Since the data set is large in size this project used a random sample of 2% of each data file for the seek of simplicity even though it is not representative of the data file.
# Random sample selection
set.seed(2022)
sample_fdata <- c(sample(blogs,length(blogs)*0.02),
sample(news,length(news)*0.02),
sample(twitter,length(twitter)*0.02))
sample_fdata <- iconv(sample_fdata, "UTF-8","ASCII", sub="")
# Data Cleaning
corpus<-VCorpus(VectorSource(sample_fdata))
corpus<-tm_map(corpus,removeNumbers)
corpus<-tm_map(corpus,removePunctuation)
corpus<-tm_map(corpus,stripWhitespace)
corpus<-tm_map(corpus,tolower)
corpus<-tm_map(corpus,PlainTextDocument)
corpus<-tm_map(corpus,removeWords,stopwords("english"))
This project also used Text Mining(TM) package to clean up the data including remove numbers, strip White space, and so on to create ngram.
unigram <- function(x) NGramTokenizer(x,Weka_control(min=1,max=1))
bigram <- function(x) NGramTokenizer(x,Weka_control(min=2,max=2))
trigram <- function(x) NGramTokenizer(x,Weka_control(min=3,max=3))
unigram_TDM <- TermDocumentMatrix(corpus,control=list(tokenize=unigram))
bigram_TDM <- TermDocumentMatrix(corpus,control=list(tokenize=bigram))
trigram_TDM <- TermDocumentMatrix(corpus,control=list(tokenize=trigram))
unigram_FT <- findFreqTerms(unigram_TDM,lowfreq=500)
bigram_FT <- findFreqTerms(bigram_TDM,lowfreq=50)
trigram_FT <- findFreqTerms(trigram_TDM,lowfreq=10)
unigram_freq <- rowSums(as.matrix(unigram_TDM[unigram_FT,]))
unigram_df <- data.frame(Word=names(unigram_freq),frequency=unigram_freq)
unigram_df_order <- unigram_df[order(-unigram_df$frequency), ]
bigram_freq<-rowSums(as.matrix(bigram_TDM[bigram_FT,]))
bigram_df<-data.frame(Word=names(bigram_freq),frequency=bigram_freq)
bigram_df_order<-bigram_df[order(-bigram_df$frequency), ]
trigram_freq<-rowSums(as.matrix(trigram_TDM[trigram_FT,]))
trigram_df<-data.frame(Word=names(trigram_freq),frequency=trigram_freq)

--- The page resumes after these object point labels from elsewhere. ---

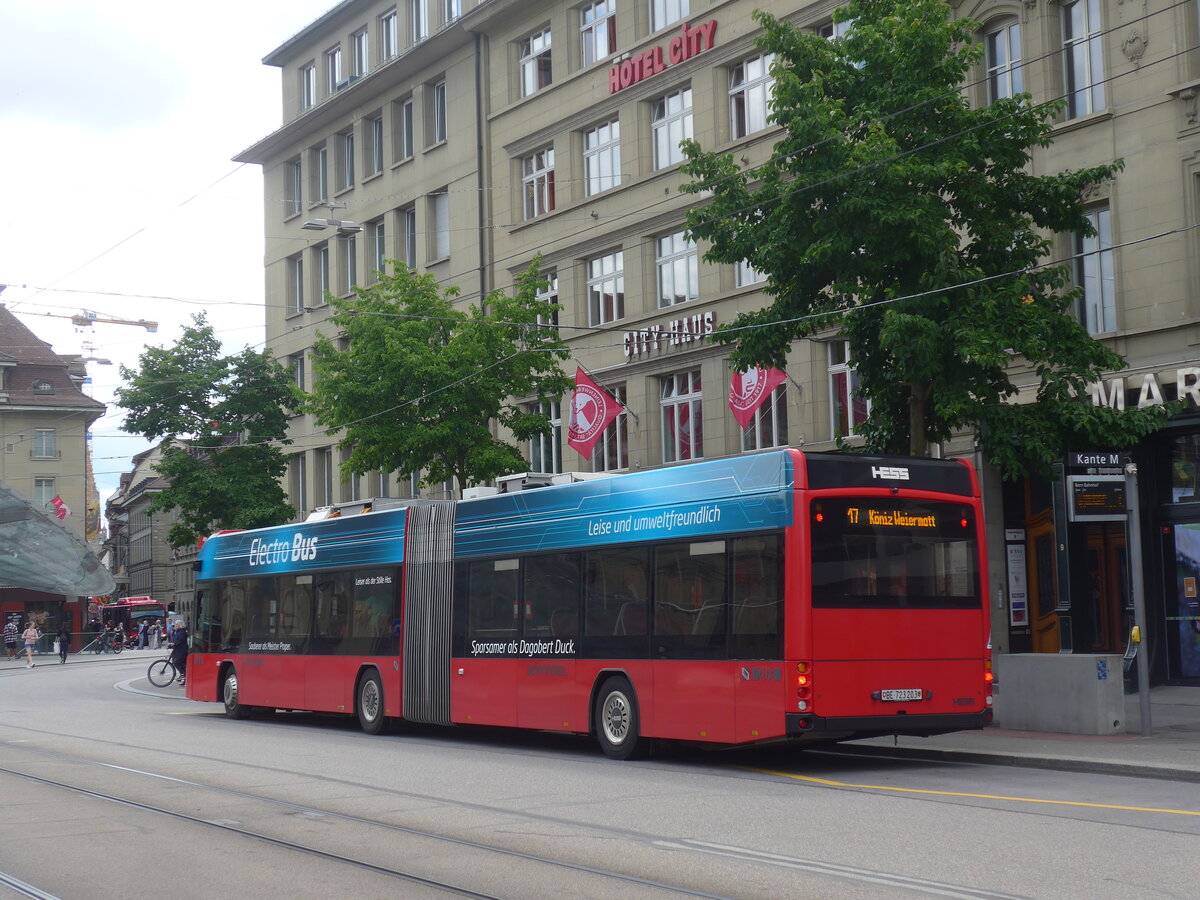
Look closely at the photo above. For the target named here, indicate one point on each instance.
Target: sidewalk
(1173, 751)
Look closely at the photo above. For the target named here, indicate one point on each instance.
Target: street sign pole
(1139, 600)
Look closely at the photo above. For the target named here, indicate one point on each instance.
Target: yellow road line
(828, 783)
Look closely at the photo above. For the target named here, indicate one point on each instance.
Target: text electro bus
(814, 597)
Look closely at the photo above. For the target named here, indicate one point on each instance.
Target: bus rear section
(898, 633)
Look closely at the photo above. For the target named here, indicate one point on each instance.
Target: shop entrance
(1182, 623)
(1109, 611)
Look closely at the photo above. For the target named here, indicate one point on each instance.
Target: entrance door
(1183, 621)
(1108, 579)
(1043, 591)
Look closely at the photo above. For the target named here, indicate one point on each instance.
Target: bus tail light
(803, 685)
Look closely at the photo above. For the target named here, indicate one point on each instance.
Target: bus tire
(229, 696)
(369, 703)
(617, 720)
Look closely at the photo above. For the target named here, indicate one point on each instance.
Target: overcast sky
(119, 120)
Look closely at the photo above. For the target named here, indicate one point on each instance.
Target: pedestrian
(179, 649)
(64, 641)
(30, 636)
(10, 639)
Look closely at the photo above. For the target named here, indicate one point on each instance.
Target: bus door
(694, 679)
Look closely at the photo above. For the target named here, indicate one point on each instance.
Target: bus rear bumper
(869, 726)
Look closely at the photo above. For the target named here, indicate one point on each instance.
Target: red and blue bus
(771, 597)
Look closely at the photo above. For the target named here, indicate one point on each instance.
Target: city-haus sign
(689, 42)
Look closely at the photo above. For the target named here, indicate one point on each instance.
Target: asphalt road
(113, 789)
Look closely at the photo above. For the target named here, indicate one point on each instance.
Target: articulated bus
(772, 597)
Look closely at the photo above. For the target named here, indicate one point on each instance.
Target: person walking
(30, 636)
(10, 639)
(179, 651)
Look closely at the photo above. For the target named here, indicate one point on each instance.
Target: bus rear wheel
(234, 708)
(618, 723)
(370, 703)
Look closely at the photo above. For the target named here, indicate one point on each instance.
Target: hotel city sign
(688, 43)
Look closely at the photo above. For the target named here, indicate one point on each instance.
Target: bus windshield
(882, 552)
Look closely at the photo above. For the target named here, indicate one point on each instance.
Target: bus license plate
(903, 694)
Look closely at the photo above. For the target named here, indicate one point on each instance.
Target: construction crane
(87, 318)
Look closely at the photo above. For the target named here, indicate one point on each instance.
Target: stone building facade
(465, 137)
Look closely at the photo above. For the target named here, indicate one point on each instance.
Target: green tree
(225, 419)
(421, 379)
(897, 215)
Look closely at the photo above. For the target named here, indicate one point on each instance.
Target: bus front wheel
(234, 708)
(370, 706)
(617, 720)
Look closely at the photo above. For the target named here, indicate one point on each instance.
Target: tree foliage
(898, 216)
(225, 419)
(421, 381)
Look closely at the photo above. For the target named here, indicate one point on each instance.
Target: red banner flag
(750, 389)
(60, 509)
(592, 411)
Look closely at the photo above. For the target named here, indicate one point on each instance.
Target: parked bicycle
(162, 672)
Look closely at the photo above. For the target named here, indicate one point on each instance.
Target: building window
(671, 124)
(295, 282)
(375, 153)
(408, 235)
(665, 12)
(598, 27)
(683, 432)
(349, 263)
(325, 477)
(1095, 275)
(298, 371)
(43, 492)
(744, 275)
(437, 113)
(298, 483)
(389, 35)
(402, 130)
(346, 161)
(43, 444)
(1002, 49)
(545, 450)
(359, 60)
(611, 453)
(535, 71)
(418, 21)
(606, 288)
(378, 237)
(678, 270)
(750, 85)
(333, 69)
(769, 424)
(307, 87)
(439, 213)
(1081, 55)
(321, 174)
(294, 189)
(601, 157)
(322, 271)
(538, 183)
(849, 411)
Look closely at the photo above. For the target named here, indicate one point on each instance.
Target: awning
(37, 552)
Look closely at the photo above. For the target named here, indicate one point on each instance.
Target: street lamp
(342, 227)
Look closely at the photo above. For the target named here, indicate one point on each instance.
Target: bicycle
(162, 672)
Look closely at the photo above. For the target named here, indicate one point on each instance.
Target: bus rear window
(893, 553)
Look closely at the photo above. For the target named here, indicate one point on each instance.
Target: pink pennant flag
(592, 411)
(750, 389)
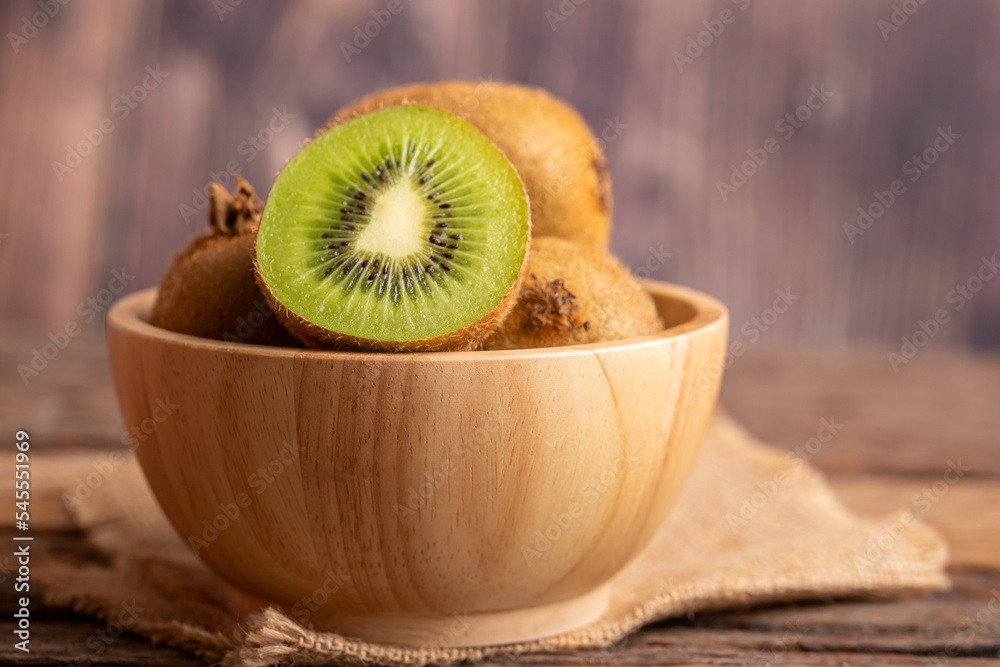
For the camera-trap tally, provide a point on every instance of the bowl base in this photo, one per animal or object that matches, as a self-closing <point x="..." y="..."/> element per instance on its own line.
<point x="454" y="630"/>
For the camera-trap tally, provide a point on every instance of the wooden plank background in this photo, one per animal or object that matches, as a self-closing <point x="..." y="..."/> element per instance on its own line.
<point x="228" y="65"/>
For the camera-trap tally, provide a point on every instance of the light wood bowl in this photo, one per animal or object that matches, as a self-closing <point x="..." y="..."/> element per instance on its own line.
<point x="450" y="498"/>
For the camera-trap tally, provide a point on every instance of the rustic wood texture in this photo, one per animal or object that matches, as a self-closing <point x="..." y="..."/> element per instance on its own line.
<point x="509" y="421"/>
<point x="670" y="137"/>
<point x="768" y="391"/>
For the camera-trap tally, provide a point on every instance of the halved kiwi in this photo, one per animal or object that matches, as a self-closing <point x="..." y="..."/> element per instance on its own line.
<point x="404" y="229"/>
<point x="548" y="142"/>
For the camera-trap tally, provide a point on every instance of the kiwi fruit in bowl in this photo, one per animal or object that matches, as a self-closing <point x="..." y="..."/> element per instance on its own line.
<point x="575" y="294"/>
<point x="404" y="229"/>
<point x="209" y="289"/>
<point x="550" y="145"/>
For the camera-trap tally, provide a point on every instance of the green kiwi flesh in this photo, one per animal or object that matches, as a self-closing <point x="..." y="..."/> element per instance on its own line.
<point x="404" y="229"/>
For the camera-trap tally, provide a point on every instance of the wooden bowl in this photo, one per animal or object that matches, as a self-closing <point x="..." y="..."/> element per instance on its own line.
<point x="449" y="498"/>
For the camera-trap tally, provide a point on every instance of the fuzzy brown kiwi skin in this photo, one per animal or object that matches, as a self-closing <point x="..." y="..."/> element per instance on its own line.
<point x="210" y="284"/>
<point x="573" y="295"/>
<point x="549" y="144"/>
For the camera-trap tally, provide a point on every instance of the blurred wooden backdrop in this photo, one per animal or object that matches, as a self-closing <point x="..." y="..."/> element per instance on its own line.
<point x="243" y="83"/>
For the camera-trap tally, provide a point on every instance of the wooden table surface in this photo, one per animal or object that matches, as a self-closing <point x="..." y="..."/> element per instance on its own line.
<point x="900" y="431"/>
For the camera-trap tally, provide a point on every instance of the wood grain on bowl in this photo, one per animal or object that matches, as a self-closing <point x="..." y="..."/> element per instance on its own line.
<point x="417" y="487"/>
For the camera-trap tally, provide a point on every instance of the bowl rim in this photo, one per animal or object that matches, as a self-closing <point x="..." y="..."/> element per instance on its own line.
<point x="131" y="314"/>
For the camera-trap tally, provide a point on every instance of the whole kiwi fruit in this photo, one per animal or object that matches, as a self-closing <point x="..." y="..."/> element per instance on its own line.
<point x="550" y="145"/>
<point x="209" y="289"/>
<point x="574" y="294"/>
<point x="401" y="230"/>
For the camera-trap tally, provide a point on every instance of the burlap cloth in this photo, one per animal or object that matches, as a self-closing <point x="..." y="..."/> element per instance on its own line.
<point x="754" y="525"/>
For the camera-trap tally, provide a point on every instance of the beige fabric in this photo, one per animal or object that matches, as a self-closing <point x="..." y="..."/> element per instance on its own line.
<point x="754" y="525"/>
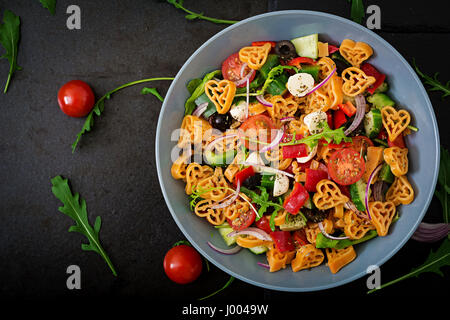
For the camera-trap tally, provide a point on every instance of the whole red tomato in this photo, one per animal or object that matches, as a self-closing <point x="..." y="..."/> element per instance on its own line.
<point x="76" y="98"/>
<point x="183" y="264"/>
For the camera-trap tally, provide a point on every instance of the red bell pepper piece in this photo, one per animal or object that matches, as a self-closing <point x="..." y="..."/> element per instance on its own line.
<point x="339" y="119"/>
<point x="348" y="108"/>
<point x="371" y="71"/>
<point x="296" y="199"/>
<point x="313" y="177"/>
<point x="295" y="151"/>
<point x="283" y="241"/>
<point x="299" y="60"/>
<point x="261" y="43"/>
<point x="242" y="175"/>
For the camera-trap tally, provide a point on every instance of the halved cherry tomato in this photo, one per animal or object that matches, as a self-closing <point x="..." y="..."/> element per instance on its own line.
<point x="231" y="69"/>
<point x="182" y="264"/>
<point x="261" y="43"/>
<point x="264" y="224"/>
<point x="243" y="221"/>
<point x="283" y="240"/>
<point x="346" y="166"/>
<point x="257" y="131"/>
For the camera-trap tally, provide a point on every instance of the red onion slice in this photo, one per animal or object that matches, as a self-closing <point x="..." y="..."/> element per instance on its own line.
<point x="233" y="250"/>
<point x="431" y="232"/>
<point x="369" y="181"/>
<point x="200" y="109"/>
<point x="322" y="83"/>
<point x="322" y="229"/>
<point x="264" y="102"/>
<point x="251" y="231"/>
<point x="360" y="112"/>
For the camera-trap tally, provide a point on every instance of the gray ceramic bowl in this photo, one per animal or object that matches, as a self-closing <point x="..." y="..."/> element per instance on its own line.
<point x="405" y="87"/>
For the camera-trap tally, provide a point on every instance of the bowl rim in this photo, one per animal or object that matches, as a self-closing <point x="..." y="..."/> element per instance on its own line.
<point x="393" y="250"/>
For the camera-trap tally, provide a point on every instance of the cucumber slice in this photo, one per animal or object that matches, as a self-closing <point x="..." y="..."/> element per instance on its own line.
<point x="373" y="123"/>
<point x="224" y="231"/>
<point x="358" y="193"/>
<point x="258" y="249"/>
<point x="307" y="46"/>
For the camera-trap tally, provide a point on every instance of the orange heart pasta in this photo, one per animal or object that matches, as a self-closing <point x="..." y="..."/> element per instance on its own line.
<point x="288" y="155"/>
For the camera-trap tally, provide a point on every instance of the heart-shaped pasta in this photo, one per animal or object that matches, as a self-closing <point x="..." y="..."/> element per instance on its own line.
<point x="194" y="173"/>
<point x="278" y="260"/>
<point x="397" y="159"/>
<point x="328" y="195"/>
<point x="400" y="192"/>
<point x="221" y="93"/>
<point x="356" y="227"/>
<point x="214" y="216"/>
<point x="307" y="257"/>
<point x="355" y="81"/>
<point x="395" y="122"/>
<point x="355" y="52"/>
<point x="255" y="56"/>
<point x="382" y="214"/>
<point x="339" y="258"/>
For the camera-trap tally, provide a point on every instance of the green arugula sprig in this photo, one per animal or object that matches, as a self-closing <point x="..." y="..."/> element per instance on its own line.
<point x="433" y="82"/>
<point x="9" y="39"/>
<point x="76" y="209"/>
<point x="193" y="15"/>
<point x="50" y="5"/>
<point x="100" y="106"/>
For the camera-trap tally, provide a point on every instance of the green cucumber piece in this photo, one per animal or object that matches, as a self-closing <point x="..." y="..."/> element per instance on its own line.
<point x="373" y="123"/>
<point x="224" y="231"/>
<point x="386" y="174"/>
<point x="358" y="194"/>
<point x="307" y="46"/>
<point x="258" y="249"/>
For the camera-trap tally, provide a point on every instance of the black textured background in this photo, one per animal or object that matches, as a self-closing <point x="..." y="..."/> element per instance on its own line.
<point x="114" y="168"/>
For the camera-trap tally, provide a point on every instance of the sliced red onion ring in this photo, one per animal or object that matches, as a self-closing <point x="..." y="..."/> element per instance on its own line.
<point x="233" y="250"/>
<point x="275" y="141"/>
<point x="244" y="79"/>
<point x="230" y="200"/>
<point x="369" y="181"/>
<point x="251" y="231"/>
<point x="200" y="109"/>
<point x="322" y="83"/>
<point x="431" y="232"/>
<point x="360" y="112"/>
<point x="264" y="265"/>
<point x="264" y="102"/>
<point x="322" y="229"/>
<point x="269" y="169"/>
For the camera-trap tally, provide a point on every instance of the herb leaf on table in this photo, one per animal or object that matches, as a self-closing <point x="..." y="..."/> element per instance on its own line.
<point x="50" y="5"/>
<point x="76" y="209"/>
<point x="9" y="39"/>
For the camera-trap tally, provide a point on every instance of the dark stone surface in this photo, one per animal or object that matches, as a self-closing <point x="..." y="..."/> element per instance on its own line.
<point x="114" y="168"/>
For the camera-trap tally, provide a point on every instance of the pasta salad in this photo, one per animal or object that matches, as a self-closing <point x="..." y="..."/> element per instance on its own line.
<point x="293" y="149"/>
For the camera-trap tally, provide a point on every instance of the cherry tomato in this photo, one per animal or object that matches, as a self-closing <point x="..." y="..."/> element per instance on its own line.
<point x="76" y="98"/>
<point x="243" y="221"/>
<point x="256" y="128"/>
<point x="231" y="69"/>
<point x="183" y="264"/>
<point x="346" y="166"/>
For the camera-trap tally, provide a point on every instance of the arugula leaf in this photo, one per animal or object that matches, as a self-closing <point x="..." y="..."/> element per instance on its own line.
<point x="77" y="211"/>
<point x="434" y="263"/>
<point x="190" y="105"/>
<point x="50" y="5"/>
<point x="357" y="10"/>
<point x="9" y="39"/>
<point x="152" y="91"/>
<point x="100" y="106"/>
<point x="433" y="82"/>
<point x="193" y="15"/>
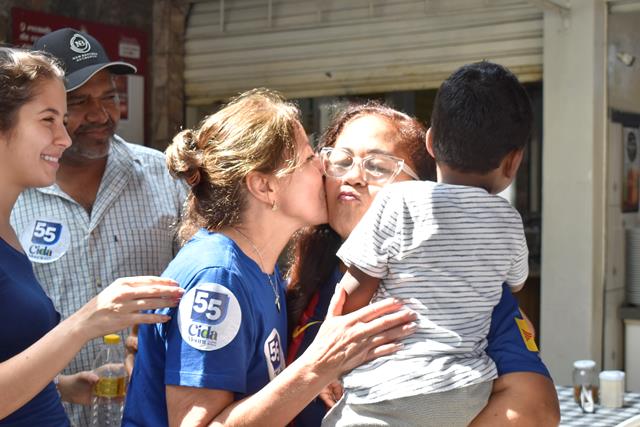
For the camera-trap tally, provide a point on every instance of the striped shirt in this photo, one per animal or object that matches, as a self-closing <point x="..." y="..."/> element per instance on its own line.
<point x="129" y="232"/>
<point x="446" y="250"/>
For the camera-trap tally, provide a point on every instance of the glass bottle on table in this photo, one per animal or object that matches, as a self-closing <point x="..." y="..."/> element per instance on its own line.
<point x="585" y="384"/>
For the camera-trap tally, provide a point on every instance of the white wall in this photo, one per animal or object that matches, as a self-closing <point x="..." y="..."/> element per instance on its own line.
<point x="573" y="204"/>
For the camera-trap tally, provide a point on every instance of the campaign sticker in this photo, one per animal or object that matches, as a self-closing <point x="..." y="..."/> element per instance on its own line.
<point x="45" y="240"/>
<point x="209" y="316"/>
<point x="274" y="354"/>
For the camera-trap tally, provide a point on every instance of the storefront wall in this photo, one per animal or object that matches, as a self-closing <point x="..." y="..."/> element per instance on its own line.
<point x="310" y="48"/>
<point x="573" y="182"/>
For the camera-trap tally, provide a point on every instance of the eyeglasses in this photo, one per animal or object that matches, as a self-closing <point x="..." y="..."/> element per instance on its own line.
<point x="378" y="168"/>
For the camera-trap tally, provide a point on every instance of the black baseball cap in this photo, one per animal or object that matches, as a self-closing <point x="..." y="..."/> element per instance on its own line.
<point x="81" y="55"/>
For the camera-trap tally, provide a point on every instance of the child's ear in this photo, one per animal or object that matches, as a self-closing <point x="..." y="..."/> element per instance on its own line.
<point x="511" y="163"/>
<point x="429" y="142"/>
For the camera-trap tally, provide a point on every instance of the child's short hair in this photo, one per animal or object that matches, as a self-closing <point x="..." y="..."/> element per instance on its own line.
<point x="480" y="114"/>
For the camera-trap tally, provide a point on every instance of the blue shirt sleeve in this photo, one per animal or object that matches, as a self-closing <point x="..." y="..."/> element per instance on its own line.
<point x="506" y="345"/>
<point x="195" y="354"/>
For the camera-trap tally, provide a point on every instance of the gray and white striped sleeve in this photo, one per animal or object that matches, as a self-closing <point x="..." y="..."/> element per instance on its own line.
<point x="374" y="240"/>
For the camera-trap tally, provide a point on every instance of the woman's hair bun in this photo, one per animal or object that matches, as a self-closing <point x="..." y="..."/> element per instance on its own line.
<point x="184" y="157"/>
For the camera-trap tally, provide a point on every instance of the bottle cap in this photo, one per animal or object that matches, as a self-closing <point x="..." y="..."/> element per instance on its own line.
<point x="584" y="364"/>
<point x="111" y="339"/>
<point x="612" y="375"/>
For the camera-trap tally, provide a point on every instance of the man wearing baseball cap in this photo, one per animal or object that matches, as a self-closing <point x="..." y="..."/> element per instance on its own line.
<point x="110" y="212"/>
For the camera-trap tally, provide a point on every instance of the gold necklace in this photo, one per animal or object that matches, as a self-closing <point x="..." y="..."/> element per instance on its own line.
<point x="276" y="296"/>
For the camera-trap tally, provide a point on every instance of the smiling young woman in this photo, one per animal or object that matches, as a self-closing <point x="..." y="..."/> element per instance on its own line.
<point x="38" y="345"/>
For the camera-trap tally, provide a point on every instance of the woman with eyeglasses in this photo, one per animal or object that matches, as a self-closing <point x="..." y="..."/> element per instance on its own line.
<point x="221" y="359"/>
<point x="366" y="147"/>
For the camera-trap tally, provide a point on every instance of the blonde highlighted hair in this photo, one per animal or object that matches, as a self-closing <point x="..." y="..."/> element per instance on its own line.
<point x="255" y="131"/>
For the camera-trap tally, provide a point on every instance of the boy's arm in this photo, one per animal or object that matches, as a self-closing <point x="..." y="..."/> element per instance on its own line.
<point x="359" y="287"/>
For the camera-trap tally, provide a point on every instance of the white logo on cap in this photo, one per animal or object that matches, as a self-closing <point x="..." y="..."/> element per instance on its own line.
<point x="79" y="43"/>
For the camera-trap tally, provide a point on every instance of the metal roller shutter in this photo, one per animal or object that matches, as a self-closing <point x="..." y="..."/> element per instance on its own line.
<point x="307" y="48"/>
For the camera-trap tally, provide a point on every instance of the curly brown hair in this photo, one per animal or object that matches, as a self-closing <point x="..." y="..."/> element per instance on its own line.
<point x="254" y="132"/>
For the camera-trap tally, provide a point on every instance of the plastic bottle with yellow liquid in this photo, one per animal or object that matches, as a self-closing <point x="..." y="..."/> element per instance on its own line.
<point x="111" y="388"/>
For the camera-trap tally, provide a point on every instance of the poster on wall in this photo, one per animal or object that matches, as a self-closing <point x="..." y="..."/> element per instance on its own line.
<point x="631" y="169"/>
<point x="120" y="43"/>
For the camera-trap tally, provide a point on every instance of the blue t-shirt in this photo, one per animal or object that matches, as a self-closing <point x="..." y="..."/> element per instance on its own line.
<point x="506" y="344"/>
<point x="26" y="315"/>
<point x="226" y="334"/>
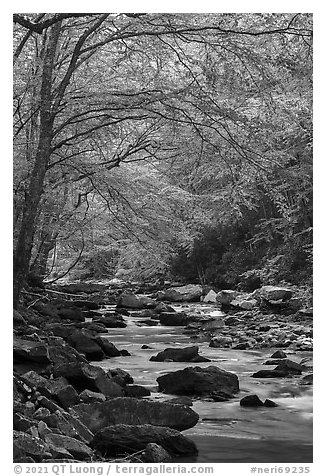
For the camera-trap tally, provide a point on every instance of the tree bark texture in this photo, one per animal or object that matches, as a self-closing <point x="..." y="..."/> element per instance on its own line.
<point x="23" y="249"/>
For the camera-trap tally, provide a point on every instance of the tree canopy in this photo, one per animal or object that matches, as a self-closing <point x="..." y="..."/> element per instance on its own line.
<point x="157" y="144"/>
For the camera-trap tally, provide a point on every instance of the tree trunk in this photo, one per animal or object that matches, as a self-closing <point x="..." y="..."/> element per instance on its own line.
<point x="25" y="239"/>
<point x="38" y="267"/>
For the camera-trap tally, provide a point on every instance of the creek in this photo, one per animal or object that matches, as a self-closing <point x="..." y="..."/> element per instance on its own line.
<point x="226" y="432"/>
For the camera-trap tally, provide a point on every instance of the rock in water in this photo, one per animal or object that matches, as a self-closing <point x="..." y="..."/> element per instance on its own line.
<point x="187" y="354"/>
<point x="155" y="454"/>
<point x="84" y="342"/>
<point x="78" y="449"/>
<point x="199" y="381"/>
<point x="226" y="296"/>
<point x="119" y="439"/>
<point x="273" y="293"/>
<point x="210" y="296"/>
<point x="251" y="401"/>
<point x="174" y="319"/>
<point x="132" y="411"/>
<point x="30" y="351"/>
<point x="85" y="376"/>
<point x="189" y="293"/>
<point x="279" y="354"/>
<point x="134" y="301"/>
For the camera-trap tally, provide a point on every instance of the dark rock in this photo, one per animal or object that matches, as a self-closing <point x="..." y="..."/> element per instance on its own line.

trigram_df_order<-trigram_df[order(-trigram_df$frequency),]
Summary tables of the most frequent one word, two words, and three words are presented below
summary_tab <- cbind(head(unigram_df_order, 10), head(bigram_df_order, 10),head(trigram_df_order, 10) )
names(summary_tab) <- c("One word","Frequency", "Two words","Frequency", "Three words","Frequency")
row.names(summary_tab) <- c(1:10)
summary_tab
## One word Frequency Two words Frequency Three words
## 1 just 4937 right now 462 happy mothers day
## 2 like 4421 cant wait 401 cant wait see
## 3 will 4342 dont know 329 let us know
## 4 one 4269 last night 291 happy new year
## 5 get 3847 im going 270 im pretty sure
## 6 can 3806 feel like 247 im looking forward
## 7 time 3312 looking forward 214 cant wait till
## 8 love 3056 can get 187 looking forward seeing
## 9 good 3043 happy birthday 187 cant wait hear
## 10 dont 3025 first time 178 cant wait get
## Frequency
## 1 74
## 2 62
## 3 49
## 4 34
## 5 30
## 6 25
## 7 24
## 8 23
## 9 21
## 10 20
The visual representation of Unigram, Bigram, and Trigram is presented below
# Unigram Bar chart
unigram_gg <- ggplot(unigram_df_order[1:10,],aes(x=reorder(Word,frequency),y=frequency))+
geom_bar(stat="identity", fill="steelblue")+
labs(title="Unigram",x="Words",y="Frequency")
unigram_gg + coord_flip()
# Bigram Bar chart
bigram_gg <- ggplot(bigram_df_order[1:10,],aes(x=reorder(Word,frequency),y=frequency))+
geom_bar(stat="identity", fill="steelblue")+
labs(title="Bigram",x="Words",y="Frequency")
bigram_gg+coord_flip()
# Trigram Bar chart
trigram_gg<-ggplot(trigram_df_order[1:10,],aes(x=reorder(Word,frequency),y=frequency))+
geom_bar(stat="identity", fill="steelblue")+
labs(title="Trigram",x="Words",y="Frequency")
trigram_gg+coord_flip()
The result of this project shows the most frequent N-gram of the data set. The result also shows that the less the N-gram, the more frequent they appear. In addition, Careful cleaning, and sampling, are crucial to getting meaningful results in the data.
In this project we used only 2% of the data, In the future, the sample should be representative of the data set. Preliminary analysis will be conducted, based on preliminary analysis suitable predictive models will be used and the model will also be validated. The result or findings will be present using the Shiny app.